[Zurück]

M. Huth, F. Porrati, C. Gspan, H. Plank, S. Barth:
"Focused Electron induced deposition with a heteronuclear precursor";
Vortrag: Annual Meeting of COST Action CM1301; Chemistry for Electron Induced NAnofabriction, Bratislava, Slavakei; 06.05.2015 - 09.05.2015; in: "2nd Annual Meeting of COST Action CM1301, CELINA - Book of Abstracts", (2015), S. 16.

Focused electron beam induced deposition (FEBID) has proven to be an extremely flexible direct-write method for the fabrication of magnetic nanostructures. With careful optimization of the preparation conditions largely carbon- and oxygen free deposits of Co and Fe can be obtained from the carbonyl based precursors Co₂(CO)₈ and Fe(CO)₅, respectively [1,2]. Recently, it was shown that Co deposits can be further purified by an in-situ post-growth treatment in H2 at elevated temperatures and under electron irradiation [3]. From the point of view of using FEBID structures for micromagnetic studies one would like to advance in several directions: (1) multi-component (binary, ternary) magnetic FEBID structures with, e.g., tunable magnetic properties; (2) alternative precursors which are reasonably easy to handle in the FEBID process and result in deposits with high metal content.
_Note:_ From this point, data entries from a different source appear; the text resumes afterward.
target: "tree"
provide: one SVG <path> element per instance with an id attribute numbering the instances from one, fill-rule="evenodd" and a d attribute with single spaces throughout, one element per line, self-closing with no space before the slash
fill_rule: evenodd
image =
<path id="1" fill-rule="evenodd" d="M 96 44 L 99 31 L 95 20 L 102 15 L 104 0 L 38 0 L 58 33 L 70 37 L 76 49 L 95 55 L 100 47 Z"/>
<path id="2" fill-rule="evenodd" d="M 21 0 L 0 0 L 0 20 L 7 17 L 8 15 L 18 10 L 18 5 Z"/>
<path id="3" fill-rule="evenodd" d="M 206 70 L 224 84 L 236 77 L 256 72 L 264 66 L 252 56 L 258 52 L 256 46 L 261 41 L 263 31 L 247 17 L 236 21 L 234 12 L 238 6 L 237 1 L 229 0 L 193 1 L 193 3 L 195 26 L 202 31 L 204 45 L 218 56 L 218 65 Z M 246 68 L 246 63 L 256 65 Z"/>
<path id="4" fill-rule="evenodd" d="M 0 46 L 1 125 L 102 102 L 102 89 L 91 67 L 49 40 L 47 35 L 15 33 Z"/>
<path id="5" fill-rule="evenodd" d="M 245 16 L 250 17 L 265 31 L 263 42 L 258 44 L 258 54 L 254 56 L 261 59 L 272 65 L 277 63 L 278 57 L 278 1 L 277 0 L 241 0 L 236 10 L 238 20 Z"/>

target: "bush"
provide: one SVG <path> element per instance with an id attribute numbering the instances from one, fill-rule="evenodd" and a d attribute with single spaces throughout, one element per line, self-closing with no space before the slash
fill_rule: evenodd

Regarding the first point, in recent work two precursors have been used in parallel resulting in either the dilution of the magnetic phase [4] or the formation of a hard magnetic alloy [5]. However, in these cases the obtained material contained a significant volume fraction of the carbonaceous matrix. Here we present first results on the use of the heteronuclear precursor HFeCo₃(CO)₁₂ (see inset in figure) in FEBID that directly results in the formation of a ferromagnetic alloy phase with a metal content up to 80 at% [6]. First measurements of the temperature-dependent resistivity reveal metallic behavior with a tendency for localization below 50 K (see main figure). This likely places the as-grown material on the metallic side close to a metal-insulator transition.